Deux mesures en faveur de l’emploi faute de stratégie nationale
Le ministre de l’Emploi, Abdessalam Seddiki, ne semble pas dans l’urgence: la politique de l’emploi attendra 2015, voire plus. La stratégie nationale pour l’emploi est annoncée pour fin 2014. Certes, mais pour que la stratégie soit déployée sur le terrain, il faut au minimum 12 à 24 mois. Cela est d’autant plus logique que le projet de loi des Finances 2015 reste peu généreux pour les mesures dédiées à l’emploi.
Le projet de loi de Finances pour 2015 apporte deux nouveautés exclusivement consacrées à l’emploi. Il s’agit de l’exonération de l’Impôt sur le revenu (IR) pour les entreprises qui offrent jusqu’à 5 postes permanents dans une fourchette de salaire ne dépassant pas 10.000 DH.
Pour bénéficier de cet avantage, la société devrait être créée entre le 1er janvier 2015 et le 31 décembre 2019. Elle doit aussi recruter à travers un CDI durant les deux premières années de sa création. Mais attention, cette mesure ne doit pas être lue ou appréciée en marge du reste.
En effet, la deuxième mesure prévue par le projet de loi des Finances réduit le délai des stages rémunérés en entreprises, dans le cadre du programme Idmaj, de 36 à 24 mois. En passant par les contrats Anapec (Agence nationale de la promotion de l’emploi et des compétences), l’entreprise bénéficie d’une franchise fiscale et d’une exonération des charges sociales sur des salaires allant de 1.600 à 6.000 DH. A partir de 2015, l’entreprise ne peut bénéficier de l’exonération totale que durant 2 ans.
Si au bout de la deuxième année, l’employeur offre un CDI au stagiaire, l’exonération de l’impôt demeure opérationnelle pour une autre année additionnelle. Aussi, rien n’empêche une entreprise de cumuler les deux avantages: le dispositif Idmaj et la nouvelle exonération de l’IR sur les salaires ne dépassant pas 10.000 DH.

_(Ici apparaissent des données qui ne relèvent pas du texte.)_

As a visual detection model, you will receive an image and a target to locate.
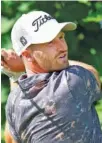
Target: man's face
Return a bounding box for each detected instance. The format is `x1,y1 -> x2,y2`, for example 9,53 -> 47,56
28,32 -> 68,72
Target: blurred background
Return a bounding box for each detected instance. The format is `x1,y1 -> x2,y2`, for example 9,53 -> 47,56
1,0 -> 102,143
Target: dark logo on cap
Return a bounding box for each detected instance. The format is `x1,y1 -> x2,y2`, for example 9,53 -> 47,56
32,15 -> 54,32
20,36 -> 27,46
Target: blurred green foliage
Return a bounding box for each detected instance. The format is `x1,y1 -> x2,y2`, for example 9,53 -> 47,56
1,0 -> 102,143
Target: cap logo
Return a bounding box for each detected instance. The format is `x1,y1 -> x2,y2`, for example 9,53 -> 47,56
32,15 -> 54,32
20,36 -> 27,46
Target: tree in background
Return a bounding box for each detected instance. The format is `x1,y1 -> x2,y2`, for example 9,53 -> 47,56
1,0 -> 102,143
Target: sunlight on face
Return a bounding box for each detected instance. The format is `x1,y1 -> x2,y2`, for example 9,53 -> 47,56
29,32 -> 68,71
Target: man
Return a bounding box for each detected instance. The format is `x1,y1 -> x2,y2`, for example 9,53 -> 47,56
2,11 -> 102,143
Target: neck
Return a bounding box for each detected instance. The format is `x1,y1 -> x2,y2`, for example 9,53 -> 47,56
26,63 -> 48,77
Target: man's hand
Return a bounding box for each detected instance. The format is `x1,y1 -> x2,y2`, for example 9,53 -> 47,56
1,49 -> 25,72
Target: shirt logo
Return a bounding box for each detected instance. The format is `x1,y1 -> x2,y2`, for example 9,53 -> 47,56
32,15 -> 54,32
20,36 -> 27,46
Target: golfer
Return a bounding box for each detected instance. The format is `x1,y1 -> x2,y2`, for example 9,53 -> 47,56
1,11 -> 102,143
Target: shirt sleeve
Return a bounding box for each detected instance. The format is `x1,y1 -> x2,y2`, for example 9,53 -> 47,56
5,87 -> 21,143
68,65 -> 102,104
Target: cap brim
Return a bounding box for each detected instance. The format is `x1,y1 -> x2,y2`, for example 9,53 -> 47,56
59,22 -> 77,31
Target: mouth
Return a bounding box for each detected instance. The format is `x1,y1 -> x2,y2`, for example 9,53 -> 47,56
59,53 -> 67,59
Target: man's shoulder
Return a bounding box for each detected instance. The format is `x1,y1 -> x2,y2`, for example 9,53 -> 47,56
6,86 -> 22,106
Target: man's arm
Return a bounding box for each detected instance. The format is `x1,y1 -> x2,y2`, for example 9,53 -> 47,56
69,60 -> 101,88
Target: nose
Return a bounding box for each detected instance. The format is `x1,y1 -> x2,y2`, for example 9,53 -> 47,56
55,38 -> 67,52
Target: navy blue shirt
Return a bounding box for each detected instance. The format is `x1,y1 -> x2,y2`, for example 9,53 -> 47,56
6,66 -> 102,143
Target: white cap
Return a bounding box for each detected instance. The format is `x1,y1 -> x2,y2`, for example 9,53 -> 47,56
11,11 -> 76,55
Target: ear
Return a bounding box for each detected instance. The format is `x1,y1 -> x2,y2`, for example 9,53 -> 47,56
22,50 -> 32,62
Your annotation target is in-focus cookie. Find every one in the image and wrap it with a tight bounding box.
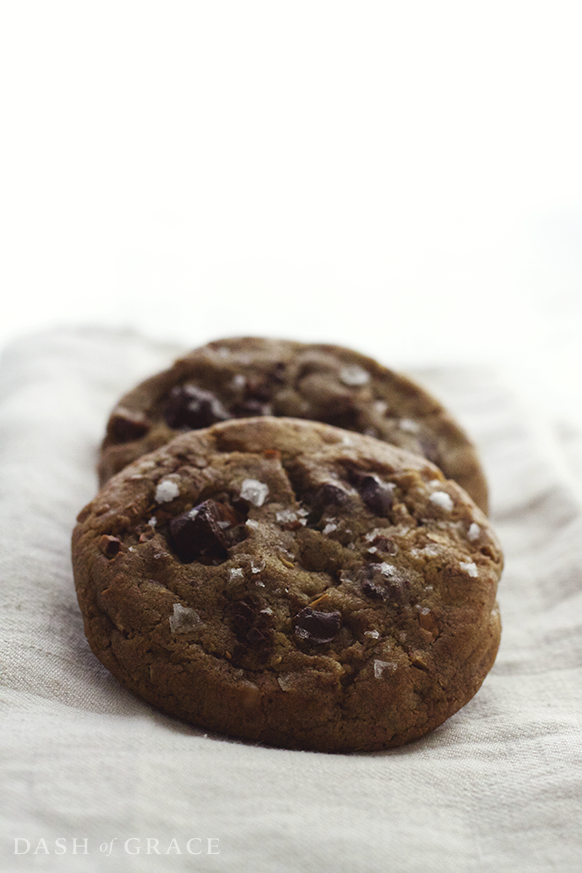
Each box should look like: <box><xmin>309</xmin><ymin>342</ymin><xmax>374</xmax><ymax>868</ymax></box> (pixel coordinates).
<box><xmin>99</xmin><ymin>337</ymin><xmax>487</xmax><ymax>512</ymax></box>
<box><xmin>73</xmin><ymin>417</ymin><xmax>502</xmax><ymax>751</ymax></box>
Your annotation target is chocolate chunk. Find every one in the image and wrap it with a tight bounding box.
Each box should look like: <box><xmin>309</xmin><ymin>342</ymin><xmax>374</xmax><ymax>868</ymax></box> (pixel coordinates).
<box><xmin>232</xmin><ymin>597</ymin><xmax>271</xmax><ymax>647</ymax></box>
<box><xmin>293</xmin><ymin>606</ymin><xmax>341</xmax><ymax>646</ymax></box>
<box><xmin>99</xmin><ymin>534</ymin><xmax>121</xmax><ymax>560</ymax></box>
<box><xmin>304</xmin><ymin>482</ymin><xmax>350</xmax><ymax>527</ymax></box>
<box><xmin>350</xmin><ymin>470</ymin><xmax>394</xmax><ymax>516</ymax></box>
<box><xmin>170</xmin><ymin>500</ymin><xmax>244</xmax><ymax>564</ymax></box>
<box><xmin>163</xmin><ymin>385</ymin><xmax>230</xmax><ymax>430</ymax></box>
<box><xmin>107</xmin><ymin>406</ymin><xmax>150</xmax><ymax>443</ymax></box>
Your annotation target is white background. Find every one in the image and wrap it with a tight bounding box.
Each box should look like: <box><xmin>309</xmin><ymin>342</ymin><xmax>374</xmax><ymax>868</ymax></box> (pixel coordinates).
<box><xmin>0</xmin><ymin>0</ymin><xmax>582</xmax><ymax>418</ymax></box>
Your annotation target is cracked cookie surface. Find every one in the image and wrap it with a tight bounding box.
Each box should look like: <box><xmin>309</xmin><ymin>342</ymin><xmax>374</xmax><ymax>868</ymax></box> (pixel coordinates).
<box><xmin>73</xmin><ymin>416</ymin><xmax>502</xmax><ymax>751</ymax></box>
<box><xmin>99</xmin><ymin>337</ymin><xmax>487</xmax><ymax>512</ymax></box>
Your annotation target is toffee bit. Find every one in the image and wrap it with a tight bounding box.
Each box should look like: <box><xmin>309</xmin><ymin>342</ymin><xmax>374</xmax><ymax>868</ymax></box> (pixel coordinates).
<box><xmin>170</xmin><ymin>603</ymin><xmax>203</xmax><ymax>634</ymax></box>
<box><xmin>99</xmin><ymin>534</ymin><xmax>121</xmax><ymax>561</ymax></box>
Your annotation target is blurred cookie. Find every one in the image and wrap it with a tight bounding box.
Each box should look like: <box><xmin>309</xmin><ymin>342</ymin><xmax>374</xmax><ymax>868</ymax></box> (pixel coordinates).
<box><xmin>73</xmin><ymin>416</ymin><xmax>502</xmax><ymax>751</ymax></box>
<box><xmin>99</xmin><ymin>337</ymin><xmax>487</xmax><ymax>512</ymax></box>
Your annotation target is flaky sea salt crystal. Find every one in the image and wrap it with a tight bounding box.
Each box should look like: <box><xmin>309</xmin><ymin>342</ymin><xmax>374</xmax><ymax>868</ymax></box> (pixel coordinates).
<box><xmin>240</xmin><ymin>479</ymin><xmax>269</xmax><ymax>506</ymax></box>
<box><xmin>421</xmin><ymin>546</ymin><xmax>439</xmax><ymax>558</ymax></box>
<box><xmin>155</xmin><ymin>479</ymin><xmax>180</xmax><ymax>503</ymax></box>
<box><xmin>467</xmin><ymin>522</ymin><xmax>481</xmax><ymax>543</ymax></box>
<box><xmin>429</xmin><ymin>491</ymin><xmax>453</xmax><ymax>512</ymax></box>
<box><xmin>374</xmin><ymin>658</ymin><xmax>397</xmax><ymax>679</ymax></box>
<box><xmin>277</xmin><ymin>673</ymin><xmax>293</xmax><ymax>691</ymax></box>
<box><xmin>340</xmin><ymin>364</ymin><xmax>370</xmax><ymax>386</ymax></box>
<box><xmin>170</xmin><ymin>603</ymin><xmax>202</xmax><ymax>634</ymax></box>
<box><xmin>398</xmin><ymin>418</ymin><xmax>420</xmax><ymax>433</ymax></box>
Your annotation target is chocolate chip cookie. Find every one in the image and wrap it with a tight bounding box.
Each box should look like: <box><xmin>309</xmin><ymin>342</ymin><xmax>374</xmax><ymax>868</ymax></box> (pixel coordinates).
<box><xmin>99</xmin><ymin>337</ymin><xmax>487</xmax><ymax>512</ymax></box>
<box><xmin>73</xmin><ymin>416</ymin><xmax>502</xmax><ymax>752</ymax></box>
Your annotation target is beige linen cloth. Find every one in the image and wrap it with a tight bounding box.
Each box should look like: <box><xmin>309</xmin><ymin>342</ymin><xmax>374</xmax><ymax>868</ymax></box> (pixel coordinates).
<box><xmin>0</xmin><ymin>329</ymin><xmax>582</xmax><ymax>873</ymax></box>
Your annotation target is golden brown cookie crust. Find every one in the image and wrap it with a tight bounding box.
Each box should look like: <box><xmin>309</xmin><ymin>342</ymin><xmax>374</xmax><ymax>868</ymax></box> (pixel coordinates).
<box><xmin>99</xmin><ymin>337</ymin><xmax>488</xmax><ymax>513</ymax></box>
<box><xmin>73</xmin><ymin>416</ymin><xmax>502</xmax><ymax>752</ymax></box>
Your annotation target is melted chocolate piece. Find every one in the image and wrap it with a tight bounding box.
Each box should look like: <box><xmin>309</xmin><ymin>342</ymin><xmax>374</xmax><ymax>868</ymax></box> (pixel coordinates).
<box><xmin>163</xmin><ymin>385</ymin><xmax>230</xmax><ymax>430</ymax></box>
<box><xmin>232</xmin><ymin>597</ymin><xmax>271</xmax><ymax>647</ymax></box>
<box><xmin>293</xmin><ymin>606</ymin><xmax>341</xmax><ymax>646</ymax></box>
<box><xmin>350</xmin><ymin>470</ymin><xmax>394</xmax><ymax>516</ymax></box>
<box><xmin>170</xmin><ymin>500</ymin><xmax>244</xmax><ymax>564</ymax></box>
<box><xmin>305</xmin><ymin>482</ymin><xmax>350</xmax><ymax>527</ymax></box>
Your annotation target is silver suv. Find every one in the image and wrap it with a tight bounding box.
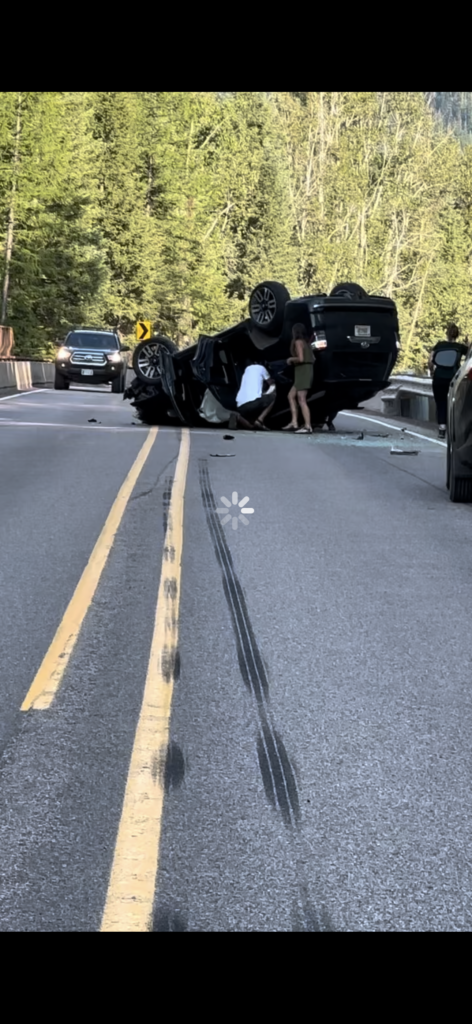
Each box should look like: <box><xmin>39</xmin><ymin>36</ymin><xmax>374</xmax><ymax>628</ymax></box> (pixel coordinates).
<box><xmin>54</xmin><ymin>329</ymin><xmax>129</xmax><ymax>394</ymax></box>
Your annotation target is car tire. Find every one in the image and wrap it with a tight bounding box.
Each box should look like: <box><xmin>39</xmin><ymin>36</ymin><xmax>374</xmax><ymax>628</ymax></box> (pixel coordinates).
<box><xmin>447</xmin><ymin>445</ymin><xmax>472</xmax><ymax>505</ymax></box>
<box><xmin>249</xmin><ymin>281</ymin><xmax>290</xmax><ymax>337</ymax></box>
<box><xmin>133</xmin><ymin>334</ymin><xmax>178</xmax><ymax>384</ymax></box>
<box><xmin>330</xmin><ymin>281</ymin><xmax>368</xmax><ymax>301</ymax></box>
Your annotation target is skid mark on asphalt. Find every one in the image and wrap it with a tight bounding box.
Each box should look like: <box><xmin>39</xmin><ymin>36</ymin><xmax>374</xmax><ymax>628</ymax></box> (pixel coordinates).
<box><xmin>199</xmin><ymin>459</ymin><xmax>300</xmax><ymax>826</ymax></box>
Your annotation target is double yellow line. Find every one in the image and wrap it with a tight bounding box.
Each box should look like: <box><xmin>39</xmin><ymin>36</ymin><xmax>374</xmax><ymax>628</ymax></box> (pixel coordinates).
<box><xmin>22</xmin><ymin>429</ymin><xmax>189</xmax><ymax>932</ymax></box>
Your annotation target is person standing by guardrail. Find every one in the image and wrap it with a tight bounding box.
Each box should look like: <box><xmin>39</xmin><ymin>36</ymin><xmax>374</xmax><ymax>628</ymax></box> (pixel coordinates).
<box><xmin>428</xmin><ymin>324</ymin><xmax>469</xmax><ymax>437</ymax></box>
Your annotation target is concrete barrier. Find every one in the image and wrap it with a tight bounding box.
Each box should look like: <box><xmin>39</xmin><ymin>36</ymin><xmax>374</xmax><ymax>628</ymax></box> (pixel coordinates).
<box><xmin>380</xmin><ymin>374</ymin><xmax>436</xmax><ymax>423</ymax></box>
<box><xmin>0</xmin><ymin>359</ymin><xmax>54</xmax><ymax>391</ymax></box>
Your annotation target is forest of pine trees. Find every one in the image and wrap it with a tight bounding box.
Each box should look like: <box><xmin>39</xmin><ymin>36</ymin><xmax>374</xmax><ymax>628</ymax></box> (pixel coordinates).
<box><xmin>0</xmin><ymin>92</ymin><xmax>472</xmax><ymax>370</ymax></box>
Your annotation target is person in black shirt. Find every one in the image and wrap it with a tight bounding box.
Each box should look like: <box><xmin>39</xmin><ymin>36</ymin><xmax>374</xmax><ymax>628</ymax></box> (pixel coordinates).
<box><xmin>428</xmin><ymin>324</ymin><xmax>469</xmax><ymax>437</ymax></box>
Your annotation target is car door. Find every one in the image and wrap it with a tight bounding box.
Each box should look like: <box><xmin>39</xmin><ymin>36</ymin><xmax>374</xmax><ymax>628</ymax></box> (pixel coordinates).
<box><xmin>159</xmin><ymin>345</ymin><xmax>186</xmax><ymax>423</ymax></box>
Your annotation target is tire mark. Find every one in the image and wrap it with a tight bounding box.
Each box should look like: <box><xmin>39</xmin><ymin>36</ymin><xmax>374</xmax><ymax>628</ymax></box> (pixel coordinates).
<box><xmin>199</xmin><ymin>459</ymin><xmax>300</xmax><ymax>827</ymax></box>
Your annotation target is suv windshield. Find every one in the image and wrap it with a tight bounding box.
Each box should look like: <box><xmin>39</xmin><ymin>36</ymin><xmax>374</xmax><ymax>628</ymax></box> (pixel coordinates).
<box><xmin>66</xmin><ymin>331</ymin><xmax>119</xmax><ymax>348</ymax></box>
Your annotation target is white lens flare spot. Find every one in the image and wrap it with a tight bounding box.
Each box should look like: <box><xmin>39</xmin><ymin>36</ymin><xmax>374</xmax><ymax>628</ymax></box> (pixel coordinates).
<box><xmin>216</xmin><ymin>490</ymin><xmax>254</xmax><ymax>529</ymax></box>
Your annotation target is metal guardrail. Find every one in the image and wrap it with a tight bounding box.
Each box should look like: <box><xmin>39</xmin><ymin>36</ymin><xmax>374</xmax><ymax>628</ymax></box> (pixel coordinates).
<box><xmin>0</xmin><ymin>358</ymin><xmax>436</xmax><ymax>423</ymax></box>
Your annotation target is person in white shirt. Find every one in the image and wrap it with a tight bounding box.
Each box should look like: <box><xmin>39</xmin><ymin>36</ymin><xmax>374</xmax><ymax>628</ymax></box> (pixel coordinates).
<box><xmin>237</xmin><ymin>359</ymin><xmax>275</xmax><ymax>430</ymax></box>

Schématisons. Une entreprise peut utiliser les contrats Anapec pour une durée de trois ans (24 mois de stage + un an en CDI) car ils offrent l’exonération de toutes les charges sociales, y compris la CNSS alors que le nouveau dispositif visant les salaires plafonnés à 10.000 DH ne concerne que l’IR. Et en cas de nécessité, recruter un cadre en réclamant la nouvelle exonération prévue par le projet de loi des Finances 2015, mais elle doit le faire pendant les deux premières années.
Pour ceux qui ne veulent pas le salariat, 2015 sera l’année de l’entrée en vigueur du dispositif de l’auto-entrepreneur. Il est vrai que le cadre fiscal de cette catégorie a été fixé par la loi des Finances 2014, mais son entrée a été programmée une l’année d’après. Un délai raisonnable pour préparer la plateforme juridique devant porter ce type d’entrepreneuriat et la ou les circulaires d’impôts devant cadrer les avantages octroyés.
Le dispositif de l’auto-entrepreneur concerne, au fond, davantage le stock des actifs dans l’informel. Toutefois, le gouvernement table sur ce projet pour stimuler la création d’emplois. Ce dispositif offre un impôt flat (1 et 2%) sur les chiffres d’affaires plafonnés à 200.000 DH dans le négoce et 500.000 DH dans les services. Une fois ce plafond dépassé, l’auto-entrepreneur doit basculer vers une forme juridique plus contraignante (SARL, SNC…).
Attention, le dispositif de l’auto-entrepreneur ne remplace pas ou ne substitue pas aux autres programmes déjà mis en place, notamment Moukaoualati qui a, selon les statistiques avancées par le ministère des Finances, contribué à la création de 5.916 entreprises depuis 2007. De source gouvernementale, ce dernier programme est considéré comme un échec.